(Sneek 1857 - Amsterdam 1942)
Architect van een omvangrijk oeuvre, waaronder een reeks voornamelijk gereformeerde kerkgebouwen. Na opleiding tot bouwkundig tekenaar in Leeuwarden was Kuipers enige jaren werkzaam op het toonaangevende Amsterdamse architectenbureau G.B. en A. Salm en vervolgens op dat van Th. Sanders en H.P. Berlage. Zijn aanvankelijk overwegend neorenaissancistisch idioom - onder andere gereformeerde kerk in Heeg, Frl. (1899) - maakte rond de eeuwwisseling plaats voor een modernere bouwtrant.
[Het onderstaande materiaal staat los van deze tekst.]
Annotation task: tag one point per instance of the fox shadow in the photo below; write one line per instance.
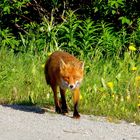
(25, 108)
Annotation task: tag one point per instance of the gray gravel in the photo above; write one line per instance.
(30, 123)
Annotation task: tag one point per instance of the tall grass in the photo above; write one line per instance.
(111, 85)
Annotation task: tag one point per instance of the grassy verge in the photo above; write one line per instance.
(110, 88)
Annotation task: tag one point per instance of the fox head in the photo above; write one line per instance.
(71, 74)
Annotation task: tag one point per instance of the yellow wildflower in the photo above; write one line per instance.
(132, 47)
(81, 97)
(49, 53)
(137, 78)
(110, 85)
(128, 97)
(134, 68)
(43, 65)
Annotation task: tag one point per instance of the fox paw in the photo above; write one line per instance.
(76, 115)
(58, 110)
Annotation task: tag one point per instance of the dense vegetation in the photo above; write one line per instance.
(104, 34)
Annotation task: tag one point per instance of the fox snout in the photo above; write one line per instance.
(70, 86)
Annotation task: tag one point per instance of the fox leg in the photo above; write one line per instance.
(63, 101)
(76, 94)
(56, 101)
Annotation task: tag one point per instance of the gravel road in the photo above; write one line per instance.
(31, 123)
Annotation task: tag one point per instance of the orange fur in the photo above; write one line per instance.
(65, 71)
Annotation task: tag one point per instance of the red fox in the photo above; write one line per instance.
(65, 71)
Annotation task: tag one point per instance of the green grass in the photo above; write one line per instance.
(111, 87)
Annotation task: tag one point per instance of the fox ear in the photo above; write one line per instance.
(82, 65)
(62, 64)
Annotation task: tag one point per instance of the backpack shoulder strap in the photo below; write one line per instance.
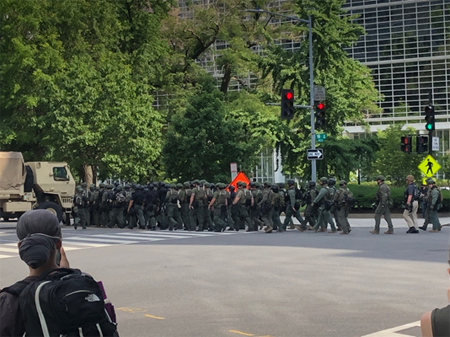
(16, 289)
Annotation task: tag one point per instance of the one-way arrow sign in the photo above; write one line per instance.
(314, 154)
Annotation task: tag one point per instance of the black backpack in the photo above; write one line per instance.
(65, 303)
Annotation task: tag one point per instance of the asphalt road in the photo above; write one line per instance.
(255, 284)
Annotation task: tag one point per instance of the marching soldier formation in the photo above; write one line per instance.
(199, 206)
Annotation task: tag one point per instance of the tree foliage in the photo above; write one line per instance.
(76, 79)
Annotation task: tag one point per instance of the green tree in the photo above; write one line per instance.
(349, 86)
(343, 155)
(76, 81)
(391, 162)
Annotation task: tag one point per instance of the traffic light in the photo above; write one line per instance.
(421, 144)
(287, 104)
(320, 115)
(406, 144)
(429, 118)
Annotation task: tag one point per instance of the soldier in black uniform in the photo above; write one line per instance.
(137, 202)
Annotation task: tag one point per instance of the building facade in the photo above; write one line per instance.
(407, 48)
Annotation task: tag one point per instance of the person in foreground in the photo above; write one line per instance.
(40, 238)
(436, 323)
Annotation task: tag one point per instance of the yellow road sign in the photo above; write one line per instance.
(429, 166)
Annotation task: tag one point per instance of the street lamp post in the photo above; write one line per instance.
(311, 79)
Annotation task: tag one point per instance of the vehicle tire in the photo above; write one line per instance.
(52, 208)
(67, 218)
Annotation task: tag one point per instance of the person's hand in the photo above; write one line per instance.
(64, 262)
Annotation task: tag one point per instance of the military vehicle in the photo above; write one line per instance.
(34, 185)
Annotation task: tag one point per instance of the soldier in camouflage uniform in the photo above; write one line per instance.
(151, 206)
(117, 202)
(208, 214)
(79, 209)
(233, 210)
(95, 206)
(128, 194)
(277, 204)
(383, 198)
(333, 210)
(310, 211)
(185, 196)
(292, 206)
(266, 207)
(340, 201)
(218, 205)
(107, 204)
(255, 211)
(197, 204)
(173, 212)
(87, 195)
(244, 200)
(323, 199)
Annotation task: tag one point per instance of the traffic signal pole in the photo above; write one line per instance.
(311, 78)
(311, 102)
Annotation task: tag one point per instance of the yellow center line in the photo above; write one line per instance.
(241, 333)
(155, 317)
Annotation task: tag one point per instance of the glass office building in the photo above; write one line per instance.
(407, 48)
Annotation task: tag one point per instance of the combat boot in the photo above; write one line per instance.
(300, 228)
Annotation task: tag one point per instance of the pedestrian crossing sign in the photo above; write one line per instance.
(429, 166)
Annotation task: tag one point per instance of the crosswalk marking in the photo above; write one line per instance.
(8, 250)
(85, 238)
(147, 236)
(100, 237)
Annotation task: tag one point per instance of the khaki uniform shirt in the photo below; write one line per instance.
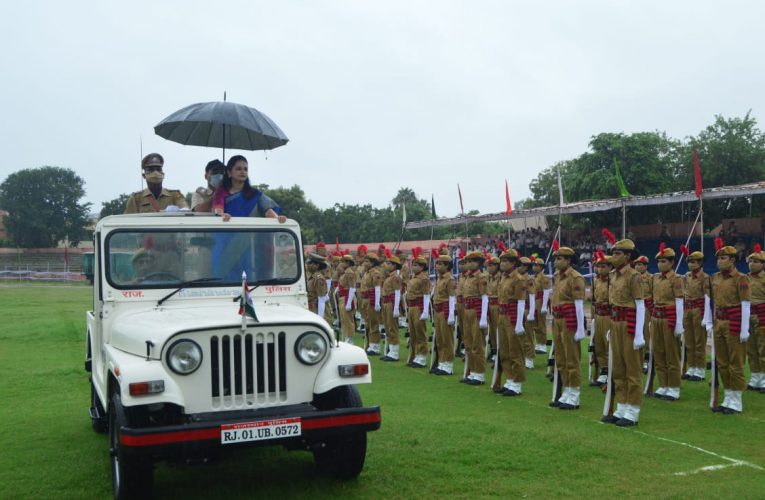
(419, 285)
(730, 289)
(757, 287)
(696, 285)
(625, 287)
(511, 287)
(568, 286)
(666, 288)
(445, 288)
(475, 284)
(316, 287)
(139, 203)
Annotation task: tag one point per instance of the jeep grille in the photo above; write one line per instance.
(248, 370)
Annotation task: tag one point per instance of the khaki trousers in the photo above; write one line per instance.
(695, 338)
(627, 366)
(666, 353)
(730, 354)
(567, 354)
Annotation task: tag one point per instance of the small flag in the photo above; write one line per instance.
(509, 206)
(620, 182)
(246, 305)
(697, 172)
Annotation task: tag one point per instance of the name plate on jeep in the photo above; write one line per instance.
(260, 431)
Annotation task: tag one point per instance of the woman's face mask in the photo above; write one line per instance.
(215, 180)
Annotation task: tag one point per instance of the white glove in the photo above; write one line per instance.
(519, 319)
(452, 303)
(679, 310)
(484, 310)
(532, 308)
(639, 341)
(745, 314)
(579, 306)
(349, 301)
(377, 299)
(425, 307)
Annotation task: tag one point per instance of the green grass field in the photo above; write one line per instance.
(438, 438)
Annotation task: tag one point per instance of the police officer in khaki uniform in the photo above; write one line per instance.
(628, 317)
(475, 310)
(697, 313)
(542, 289)
(418, 302)
(512, 306)
(527, 340)
(756, 343)
(731, 296)
(444, 304)
(601, 312)
(391, 302)
(316, 285)
(666, 326)
(346, 292)
(568, 325)
(154, 198)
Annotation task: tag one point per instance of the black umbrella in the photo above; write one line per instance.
(226, 125)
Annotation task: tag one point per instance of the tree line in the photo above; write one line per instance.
(731, 151)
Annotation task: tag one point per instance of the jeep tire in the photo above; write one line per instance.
(132, 476)
(341, 457)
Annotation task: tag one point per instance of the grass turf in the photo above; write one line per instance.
(439, 438)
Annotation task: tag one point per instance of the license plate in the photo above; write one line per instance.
(260, 431)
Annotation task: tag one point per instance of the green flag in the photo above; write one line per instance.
(620, 182)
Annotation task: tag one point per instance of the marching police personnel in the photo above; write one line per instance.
(542, 288)
(512, 303)
(730, 292)
(756, 343)
(601, 310)
(391, 301)
(346, 291)
(154, 198)
(316, 286)
(626, 294)
(418, 302)
(527, 340)
(568, 325)
(444, 303)
(697, 313)
(666, 326)
(475, 310)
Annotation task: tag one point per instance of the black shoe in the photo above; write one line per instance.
(625, 422)
(566, 406)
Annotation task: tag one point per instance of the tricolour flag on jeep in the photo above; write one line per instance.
(246, 305)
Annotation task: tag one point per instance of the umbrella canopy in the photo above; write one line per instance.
(226, 125)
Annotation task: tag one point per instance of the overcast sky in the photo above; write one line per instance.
(373, 95)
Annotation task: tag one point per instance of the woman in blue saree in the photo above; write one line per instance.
(233, 253)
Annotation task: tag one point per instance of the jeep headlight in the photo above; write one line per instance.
(310, 348)
(184, 357)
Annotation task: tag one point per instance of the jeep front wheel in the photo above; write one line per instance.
(132, 477)
(342, 456)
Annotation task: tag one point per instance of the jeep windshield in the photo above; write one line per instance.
(166, 258)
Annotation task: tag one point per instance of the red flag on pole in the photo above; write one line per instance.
(509, 206)
(697, 172)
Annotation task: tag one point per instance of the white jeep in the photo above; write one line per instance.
(178, 373)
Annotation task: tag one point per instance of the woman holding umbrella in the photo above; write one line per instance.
(236, 197)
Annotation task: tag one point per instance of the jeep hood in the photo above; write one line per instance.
(131, 331)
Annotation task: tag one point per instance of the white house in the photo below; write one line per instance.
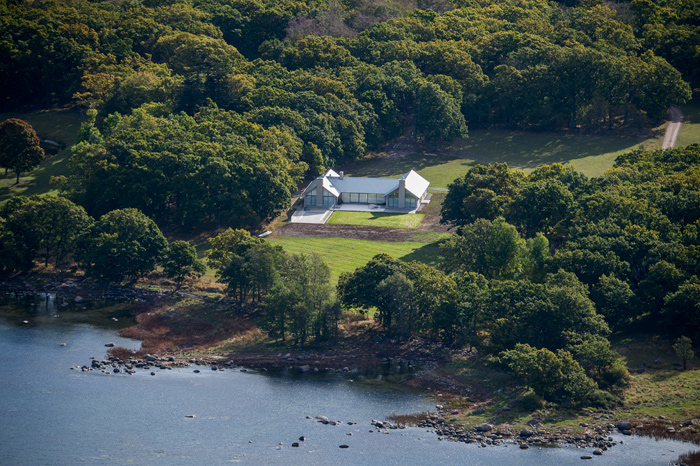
(333, 188)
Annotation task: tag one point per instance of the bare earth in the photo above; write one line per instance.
(674, 127)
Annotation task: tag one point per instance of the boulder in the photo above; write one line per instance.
(624, 425)
(484, 427)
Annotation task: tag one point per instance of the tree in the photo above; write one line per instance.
(47, 225)
(613, 299)
(301, 300)
(683, 306)
(540, 206)
(19, 146)
(483, 192)
(122, 244)
(438, 116)
(395, 303)
(492, 249)
(551, 376)
(684, 350)
(180, 262)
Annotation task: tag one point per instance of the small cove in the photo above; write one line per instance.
(57, 416)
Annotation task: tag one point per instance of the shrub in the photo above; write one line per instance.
(604, 400)
(531, 402)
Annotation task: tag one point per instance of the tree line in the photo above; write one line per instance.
(202, 102)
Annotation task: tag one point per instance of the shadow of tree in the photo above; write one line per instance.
(429, 254)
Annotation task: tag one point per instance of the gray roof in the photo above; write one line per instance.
(416, 184)
(337, 184)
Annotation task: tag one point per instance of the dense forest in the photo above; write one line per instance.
(229, 104)
(210, 113)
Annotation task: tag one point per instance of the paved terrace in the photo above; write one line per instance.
(320, 215)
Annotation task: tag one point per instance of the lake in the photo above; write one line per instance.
(52, 415)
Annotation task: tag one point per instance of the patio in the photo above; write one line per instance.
(319, 215)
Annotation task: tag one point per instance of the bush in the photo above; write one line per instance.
(531, 402)
(616, 376)
(604, 400)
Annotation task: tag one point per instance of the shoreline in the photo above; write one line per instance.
(366, 354)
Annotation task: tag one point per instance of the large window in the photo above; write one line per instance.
(311, 198)
(393, 200)
(327, 199)
(363, 198)
(410, 201)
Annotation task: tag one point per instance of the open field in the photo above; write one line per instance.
(376, 219)
(690, 130)
(441, 164)
(345, 255)
(59, 125)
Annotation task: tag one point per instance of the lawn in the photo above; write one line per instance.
(441, 164)
(59, 125)
(690, 130)
(376, 219)
(345, 255)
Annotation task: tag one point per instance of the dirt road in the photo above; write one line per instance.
(674, 127)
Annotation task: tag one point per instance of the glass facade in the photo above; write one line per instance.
(410, 201)
(393, 199)
(327, 199)
(311, 198)
(363, 198)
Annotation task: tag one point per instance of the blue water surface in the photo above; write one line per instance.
(54, 415)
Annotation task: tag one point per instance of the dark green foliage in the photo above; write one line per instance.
(554, 377)
(484, 192)
(180, 262)
(122, 244)
(492, 249)
(19, 147)
(301, 301)
(40, 226)
(684, 350)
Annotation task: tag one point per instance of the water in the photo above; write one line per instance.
(52, 415)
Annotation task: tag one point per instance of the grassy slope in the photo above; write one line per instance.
(59, 125)
(345, 255)
(591, 154)
(690, 131)
(376, 219)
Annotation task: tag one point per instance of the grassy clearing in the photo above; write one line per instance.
(662, 389)
(345, 255)
(442, 164)
(690, 130)
(376, 219)
(59, 125)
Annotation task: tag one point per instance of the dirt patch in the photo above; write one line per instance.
(390, 235)
(430, 224)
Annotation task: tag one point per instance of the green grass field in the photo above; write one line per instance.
(690, 130)
(345, 255)
(590, 154)
(376, 219)
(59, 125)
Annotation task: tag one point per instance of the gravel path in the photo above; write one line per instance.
(674, 127)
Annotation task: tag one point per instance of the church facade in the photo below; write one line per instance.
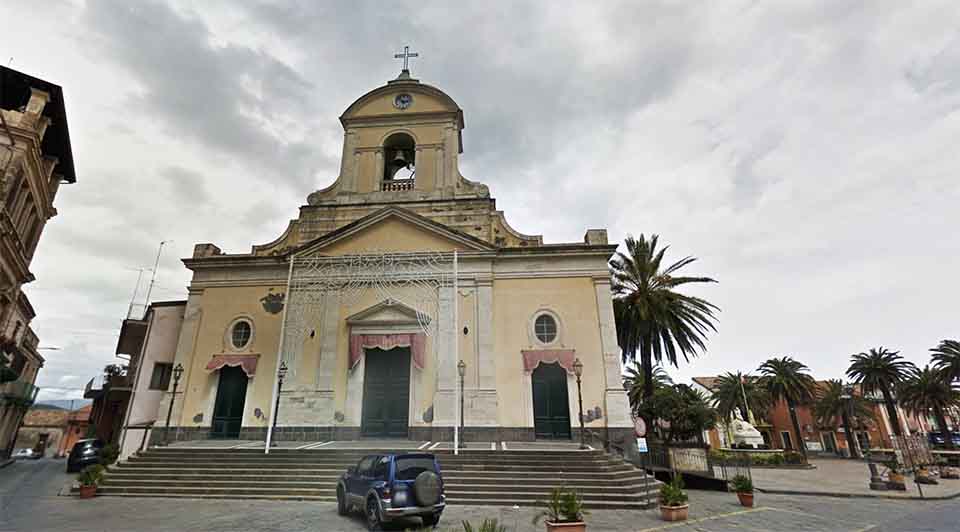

De invloed van Berlages vernieuwende opvattingen is te herkennen in de heldere massaverdeling en grotere soberheid, waarbij de decoratie de architectonische lijnen versterkt. Voorbeelden hiervan zijn de Zuiderkerk (1901, verbouwd tot woningen in 1985) en de Westerkerk (1907, gesloopt in 1994) in Groningen - met hun galerijen aan drie zijden typische stadskerken. Beide gebouwen hebben een T-vormige plattegrond, maar door het lange hoofdschip overheerst in de Zuiderkerk de lengterichting, terwijl de Westerkerk ook door het bankenplan een meer centraliserende werking had; de smalle kavel heeft de architect ertoe geleid het gebouw een halve slag te draaien, zodat de door pastorie en toren geflankeerde hoofdingang voor een van de zijvleugels kwam te liggen. In 1906 werd naar ontwerp van Kuipers de synagoge aan de Folkingestraat voltooid, waarin hij dit schema heeft aangepast aan de specifieke eisen van de joodse eredienst met monumentaal uitgewerkte ark en voorlezersgestoelte (in 1981 is de restauratie van het sterk verwaarloosde gebouw voltooid, waarbij de in de oorlogsjaren vernietigde inrichting door een eigentijdse variant van Piet Cohen is vervangen). De straatzijde van het verder volledig inpandige gebouw heeft een krachtige plastische uitwerking gekregen. Opvallend in het interieur zijn de kleurenrijkdom en de aan de Moorse bouwkunst ontleende vormen.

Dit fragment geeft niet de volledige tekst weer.